In terms of Zuma himself I asked for a political solution in January 2008 in order to avoid the violence that was starting to manifest itself and the collapse of our criminal justice system. This was largely ignored and by the time that the NPA made their legal decision in early April this year (based upon political reasons if you like) the NPA’s integrity was in tatters, the Scorpions were gone, Pikoli was sacked, the NIA was implicated in a bugging scandal and half the judiciary was embroiled in this quagmire.
I had spent the better part of last year and the beginning of this one defending the criminal justice system and the judiciary and calling for Zuma to step down until his matter had been heard. Would have been nice if we had had a political solution before the meltdown.
Anyhow in the case of Zuma we find a popular president whose dismissal as deputy president occasioned a split in the ruling party. As a result there were those who believed that the case against him was based upon a political conspiracy. The end of that matter brought with it a lancing of the boil and a collapse of the tension which had permeated the country just prior to the election. It also left many state organs with a whole mountain of soul-searching and house-cleaning to do. Where that lands up only time will tell.
Zuma’s popularity lends itself in no small measure to the promises that have been made to the masses of this country. Should it transpire that for reasons of global economic meltdown or otherwise that the government is unable to deliver to the millions of disadvantaged people who have pinned their hopes on the new administration then the rule of law and order will be all that stands between them and Armageddon. As Michael Francis correctly pointed out South Africans have a propensity for violence in response to political problems. Our history shows how right he is.

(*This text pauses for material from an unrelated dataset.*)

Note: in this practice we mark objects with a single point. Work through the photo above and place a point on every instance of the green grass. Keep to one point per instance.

Hlophe’s matter is now part of the Zuma presidency ie post elections and subsequent to the political conspiracy. There is no issue of race involved but rather the question of whether he did try to influence judges to rule in favour of Zuma for personal gain. If he did there is no place for Hlophe in our judiciary.
Should Hlophe be allowed to avoid facing the JSC and answering that question based upon legal technicalities then the masses of our country — who despite views to the contrary are far more knowledgeable than they are given credit for — will know that there is one rule for the rich and another for the poor. That justice is there for those who have money and influence.

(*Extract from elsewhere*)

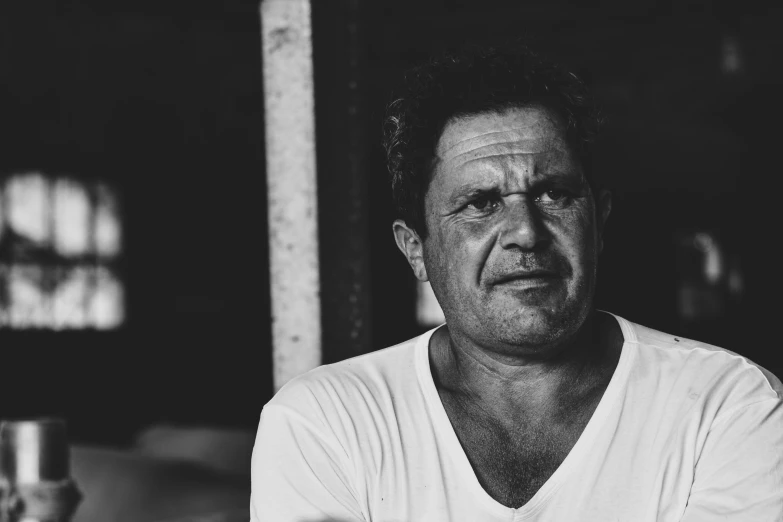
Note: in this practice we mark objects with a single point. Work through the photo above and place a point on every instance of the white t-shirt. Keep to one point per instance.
(684, 432)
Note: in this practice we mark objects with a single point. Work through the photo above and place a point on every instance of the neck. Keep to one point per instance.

In their own case they can look forward to jail should they run foul of the criminal justice system; often as a result of desperation. Not for them legal niceties and drawn out litigation, which are beyond their reach, simply years in jail without any prospects when they get out.
As such should the government allow the rule of law to be perceived as a rich-man’s toy and the plight of these masses deteriorate then they will turn to the only justice that they are able to believe in.
Think long and hard before the Zuma era continues the previous manipulation of our legal system. In hindsight you may well find that the approach to Hlophe in terms of impact outweighs even the NPA decision on Zuma.